Installing unpinned packages can introduce dependency or provenance risk.
The setup guidance uses user-directed, unpinned Python package installs, including a GitHub fallback. This is common for Whisper setup but changes the user's Python environment.
pip install openai-whisper ... pip install git+https://github.com/openai/whisper.git
Install dependencies in a virtual environment and pin versions if using this in a sensitive or production environment.
Private recordings and transcripts may remain on the device after transcription.
The skill intentionally creates persistent local storage for transcripts, original audio, and a memory/history file.
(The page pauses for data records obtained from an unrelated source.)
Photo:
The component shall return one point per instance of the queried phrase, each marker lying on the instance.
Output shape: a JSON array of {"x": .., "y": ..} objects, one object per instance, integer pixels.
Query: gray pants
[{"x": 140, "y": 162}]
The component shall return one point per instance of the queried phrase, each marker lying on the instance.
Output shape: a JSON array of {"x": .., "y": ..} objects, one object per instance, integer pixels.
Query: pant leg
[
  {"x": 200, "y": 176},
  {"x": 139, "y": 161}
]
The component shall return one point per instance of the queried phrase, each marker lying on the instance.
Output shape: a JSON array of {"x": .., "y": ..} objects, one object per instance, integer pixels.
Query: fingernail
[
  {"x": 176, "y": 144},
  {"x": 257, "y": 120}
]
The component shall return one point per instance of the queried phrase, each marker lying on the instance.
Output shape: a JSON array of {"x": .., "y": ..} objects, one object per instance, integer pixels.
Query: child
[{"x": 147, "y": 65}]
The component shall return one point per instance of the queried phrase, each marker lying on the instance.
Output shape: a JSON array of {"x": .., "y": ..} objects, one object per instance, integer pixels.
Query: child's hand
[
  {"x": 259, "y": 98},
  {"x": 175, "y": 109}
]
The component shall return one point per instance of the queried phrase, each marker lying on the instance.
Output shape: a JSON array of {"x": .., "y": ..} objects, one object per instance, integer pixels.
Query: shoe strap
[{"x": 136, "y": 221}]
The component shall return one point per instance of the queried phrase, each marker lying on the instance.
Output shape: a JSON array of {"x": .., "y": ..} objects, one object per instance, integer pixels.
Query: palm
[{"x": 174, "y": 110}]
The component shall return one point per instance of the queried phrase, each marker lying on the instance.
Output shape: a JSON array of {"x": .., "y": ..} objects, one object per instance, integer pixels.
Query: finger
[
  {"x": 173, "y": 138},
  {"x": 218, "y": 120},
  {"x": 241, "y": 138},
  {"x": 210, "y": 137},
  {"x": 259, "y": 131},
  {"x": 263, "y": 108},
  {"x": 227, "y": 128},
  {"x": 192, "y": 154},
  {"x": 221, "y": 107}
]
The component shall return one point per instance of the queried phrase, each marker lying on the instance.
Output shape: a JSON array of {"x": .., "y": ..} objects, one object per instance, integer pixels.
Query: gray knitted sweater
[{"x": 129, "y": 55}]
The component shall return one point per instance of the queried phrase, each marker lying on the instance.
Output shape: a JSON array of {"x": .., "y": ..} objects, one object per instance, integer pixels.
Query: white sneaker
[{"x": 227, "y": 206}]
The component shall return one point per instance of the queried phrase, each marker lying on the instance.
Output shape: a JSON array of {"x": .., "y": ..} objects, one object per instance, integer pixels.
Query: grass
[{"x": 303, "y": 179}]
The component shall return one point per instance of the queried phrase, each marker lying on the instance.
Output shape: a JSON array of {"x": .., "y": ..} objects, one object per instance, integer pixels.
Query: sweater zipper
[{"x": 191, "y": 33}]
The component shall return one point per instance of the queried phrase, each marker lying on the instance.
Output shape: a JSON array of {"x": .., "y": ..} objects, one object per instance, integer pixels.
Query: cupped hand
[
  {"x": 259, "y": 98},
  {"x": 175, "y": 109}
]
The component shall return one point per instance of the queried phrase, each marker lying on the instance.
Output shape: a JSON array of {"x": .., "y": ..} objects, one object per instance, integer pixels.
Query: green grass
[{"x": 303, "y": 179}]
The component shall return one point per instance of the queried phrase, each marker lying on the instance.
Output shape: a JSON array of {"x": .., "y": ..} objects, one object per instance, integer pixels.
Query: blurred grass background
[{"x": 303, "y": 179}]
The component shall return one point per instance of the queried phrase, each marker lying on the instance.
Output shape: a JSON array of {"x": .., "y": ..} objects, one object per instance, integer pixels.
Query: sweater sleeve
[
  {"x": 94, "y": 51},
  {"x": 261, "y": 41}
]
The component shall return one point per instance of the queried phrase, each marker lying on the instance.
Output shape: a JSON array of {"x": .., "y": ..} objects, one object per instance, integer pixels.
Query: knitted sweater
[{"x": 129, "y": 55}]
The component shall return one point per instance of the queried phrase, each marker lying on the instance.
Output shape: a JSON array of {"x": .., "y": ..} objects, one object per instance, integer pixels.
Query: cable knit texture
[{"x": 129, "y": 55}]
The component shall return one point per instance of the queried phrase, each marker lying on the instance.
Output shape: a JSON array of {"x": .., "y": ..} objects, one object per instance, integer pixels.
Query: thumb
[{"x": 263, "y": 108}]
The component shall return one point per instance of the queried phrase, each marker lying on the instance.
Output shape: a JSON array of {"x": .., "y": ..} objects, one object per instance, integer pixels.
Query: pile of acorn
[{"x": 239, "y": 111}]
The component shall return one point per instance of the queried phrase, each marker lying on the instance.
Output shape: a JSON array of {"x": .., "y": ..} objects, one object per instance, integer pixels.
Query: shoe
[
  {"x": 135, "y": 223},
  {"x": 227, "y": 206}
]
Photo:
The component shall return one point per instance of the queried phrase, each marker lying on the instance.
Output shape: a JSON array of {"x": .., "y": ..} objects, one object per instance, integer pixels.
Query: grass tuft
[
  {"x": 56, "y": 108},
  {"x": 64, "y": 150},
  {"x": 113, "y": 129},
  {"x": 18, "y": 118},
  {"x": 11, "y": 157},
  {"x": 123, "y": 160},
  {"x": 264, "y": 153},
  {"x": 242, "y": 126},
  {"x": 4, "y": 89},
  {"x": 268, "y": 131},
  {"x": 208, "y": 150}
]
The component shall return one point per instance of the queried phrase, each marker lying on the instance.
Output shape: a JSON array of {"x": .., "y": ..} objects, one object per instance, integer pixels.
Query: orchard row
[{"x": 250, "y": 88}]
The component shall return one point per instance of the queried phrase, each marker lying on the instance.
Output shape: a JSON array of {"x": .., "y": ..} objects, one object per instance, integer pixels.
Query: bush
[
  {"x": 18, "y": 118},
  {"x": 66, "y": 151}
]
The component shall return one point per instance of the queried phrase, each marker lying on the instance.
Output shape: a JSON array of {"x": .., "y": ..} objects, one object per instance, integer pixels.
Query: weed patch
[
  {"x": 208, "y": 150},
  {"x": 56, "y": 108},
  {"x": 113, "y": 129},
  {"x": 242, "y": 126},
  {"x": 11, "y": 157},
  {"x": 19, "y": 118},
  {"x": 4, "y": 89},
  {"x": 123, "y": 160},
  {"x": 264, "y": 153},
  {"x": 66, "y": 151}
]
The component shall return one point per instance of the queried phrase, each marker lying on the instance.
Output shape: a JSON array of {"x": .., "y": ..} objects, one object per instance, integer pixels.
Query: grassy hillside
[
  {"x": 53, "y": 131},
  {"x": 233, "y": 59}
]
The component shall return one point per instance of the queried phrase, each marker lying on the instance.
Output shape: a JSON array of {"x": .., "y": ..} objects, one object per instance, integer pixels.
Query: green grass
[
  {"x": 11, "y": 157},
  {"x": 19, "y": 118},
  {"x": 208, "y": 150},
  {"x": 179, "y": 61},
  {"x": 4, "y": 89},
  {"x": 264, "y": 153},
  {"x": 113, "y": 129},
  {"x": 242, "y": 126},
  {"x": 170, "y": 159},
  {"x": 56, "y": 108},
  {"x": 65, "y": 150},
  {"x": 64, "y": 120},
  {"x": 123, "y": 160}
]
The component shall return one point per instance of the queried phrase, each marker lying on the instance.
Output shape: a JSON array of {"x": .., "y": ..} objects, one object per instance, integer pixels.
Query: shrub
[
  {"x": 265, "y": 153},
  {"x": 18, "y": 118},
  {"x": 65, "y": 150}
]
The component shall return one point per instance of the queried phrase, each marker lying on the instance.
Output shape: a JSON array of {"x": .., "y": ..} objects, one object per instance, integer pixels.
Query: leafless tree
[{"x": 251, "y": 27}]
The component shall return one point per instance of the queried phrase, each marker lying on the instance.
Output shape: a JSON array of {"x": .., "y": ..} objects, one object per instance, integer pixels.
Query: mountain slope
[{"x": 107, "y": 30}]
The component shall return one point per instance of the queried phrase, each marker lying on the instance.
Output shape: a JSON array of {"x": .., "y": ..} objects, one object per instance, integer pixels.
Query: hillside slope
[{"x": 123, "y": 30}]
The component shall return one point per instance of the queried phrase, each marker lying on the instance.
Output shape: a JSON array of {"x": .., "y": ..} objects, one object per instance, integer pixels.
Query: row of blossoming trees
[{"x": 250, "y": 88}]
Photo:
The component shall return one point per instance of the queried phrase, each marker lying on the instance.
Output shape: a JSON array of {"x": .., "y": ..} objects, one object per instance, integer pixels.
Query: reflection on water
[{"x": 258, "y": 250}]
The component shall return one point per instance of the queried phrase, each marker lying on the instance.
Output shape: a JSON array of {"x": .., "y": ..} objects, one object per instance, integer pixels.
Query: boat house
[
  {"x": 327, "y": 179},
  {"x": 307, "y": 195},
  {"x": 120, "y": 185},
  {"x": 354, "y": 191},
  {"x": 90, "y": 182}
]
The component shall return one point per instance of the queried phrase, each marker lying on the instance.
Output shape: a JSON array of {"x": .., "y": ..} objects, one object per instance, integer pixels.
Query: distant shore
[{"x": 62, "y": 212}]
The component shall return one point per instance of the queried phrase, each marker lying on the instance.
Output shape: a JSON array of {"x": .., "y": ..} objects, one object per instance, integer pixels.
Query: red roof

This is purpose-aligned archival but can retain sensitive voice content.
Memory lives in `~/voice-transcriber/` ... `transcripts/` ... `audio/` ... `memory.md # Provider preferences, defaults, history`
Review and delete saved audio/transcripts when no longer needed, restrict filesystem permissions, and avoid saving original audio if archival is not desired.
Voice notes, meetings, or other private audio may leave the user's machine for cloud transcription.
When the Deepgram provider is selected, the script uploads the audio file to Deepgram's API. SKILL.md discloses this endpoint and data flow, so it is expected but sensitive.
url = "https://api.deepgram.com/v1/listen" ... response = requests.post(url, params=params, headers=headers, data=f, timeout=300)
Choose local Whisper for sensitive or offline recordings; use Deepgram only after confirming the upload and reviewing the provider's retention/privacy settings.